Calling Spring Breakers a brain-dead gangster film isn’t so much a denunciation as a statement of fact. This is Scarface for a generation that grew up watching Scarface on repeat, glomming onto the sensations while shrugging off its ethical underpinnings.

What’s most shocking – and bold – about Korine’s film is that it celebrates this stupidity. Like Kids, which drew praise for depicting its adolescent troublemakers without condescension, Spring Breakers rejoices in the emptiness of the cultural landscapes it depicts.

While Korine maintains that Spring Breakers is “about a culture of surfaces,” there seems be plenty churning underneath. In staging the moment when its rowdy partiers cross the line from romanticizing a culture of violence to actively immersing themselves in it, the film seems to comment on what happens when our own ideas of pulpy pop mythology bleed into reality.

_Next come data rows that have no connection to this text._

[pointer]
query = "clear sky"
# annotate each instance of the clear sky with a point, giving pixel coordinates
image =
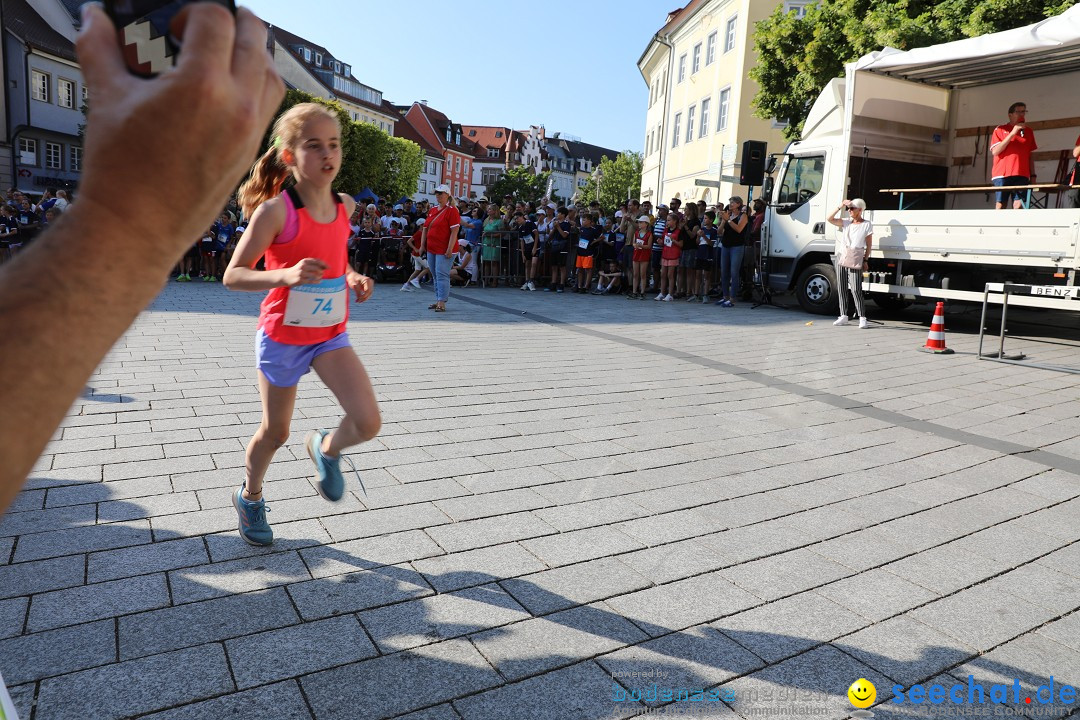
(569, 65)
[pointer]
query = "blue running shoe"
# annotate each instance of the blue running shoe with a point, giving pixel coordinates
(253, 524)
(331, 484)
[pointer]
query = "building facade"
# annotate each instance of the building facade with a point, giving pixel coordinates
(312, 68)
(496, 150)
(699, 109)
(43, 97)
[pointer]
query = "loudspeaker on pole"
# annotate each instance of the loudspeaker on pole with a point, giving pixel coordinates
(752, 165)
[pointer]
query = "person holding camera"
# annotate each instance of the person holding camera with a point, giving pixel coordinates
(1012, 146)
(65, 328)
(852, 256)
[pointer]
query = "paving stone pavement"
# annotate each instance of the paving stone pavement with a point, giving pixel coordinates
(574, 502)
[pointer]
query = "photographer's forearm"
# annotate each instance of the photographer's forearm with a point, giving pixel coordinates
(56, 328)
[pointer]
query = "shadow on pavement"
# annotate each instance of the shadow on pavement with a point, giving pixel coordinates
(372, 628)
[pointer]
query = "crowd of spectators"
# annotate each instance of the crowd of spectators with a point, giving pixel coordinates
(672, 252)
(22, 219)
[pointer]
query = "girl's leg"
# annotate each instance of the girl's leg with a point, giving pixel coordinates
(841, 287)
(736, 272)
(346, 377)
(271, 434)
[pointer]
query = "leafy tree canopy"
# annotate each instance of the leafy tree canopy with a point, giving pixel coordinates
(616, 177)
(370, 158)
(798, 56)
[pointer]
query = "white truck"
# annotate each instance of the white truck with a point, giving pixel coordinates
(921, 119)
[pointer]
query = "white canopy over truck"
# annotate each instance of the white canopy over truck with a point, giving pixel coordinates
(909, 132)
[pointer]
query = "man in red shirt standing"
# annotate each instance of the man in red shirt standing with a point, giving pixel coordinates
(1011, 146)
(440, 241)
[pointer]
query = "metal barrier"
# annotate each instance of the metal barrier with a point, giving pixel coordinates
(1063, 293)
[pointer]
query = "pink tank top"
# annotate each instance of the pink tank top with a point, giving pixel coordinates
(327, 242)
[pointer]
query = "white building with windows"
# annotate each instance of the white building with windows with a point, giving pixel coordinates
(312, 68)
(431, 172)
(699, 109)
(43, 97)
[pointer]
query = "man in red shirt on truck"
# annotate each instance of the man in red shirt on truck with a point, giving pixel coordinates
(1011, 146)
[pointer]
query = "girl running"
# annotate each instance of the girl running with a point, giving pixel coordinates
(304, 235)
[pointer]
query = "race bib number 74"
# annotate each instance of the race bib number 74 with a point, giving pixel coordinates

Korine sees spring break as an outlaw rite of passage.

“It’s this fleeting moment,” he says, “when kids go and destroy everything and lose their virginity and take as much drugs as possible. Then they get in their car, go back home and pretend it never happened. I don’t know if it’s uniquely American, but it’s thoroughly human.”

Given his prankster-provocateur persona, it’s hard to tell if Korine’s being sincere. But Spring Breakers may be “thoroughly human” even if it it’s in the most vile, base way, its road-trip rallying cry ringing like a primal howl for its lost generation: “Spring break foreeeeeeeeever.”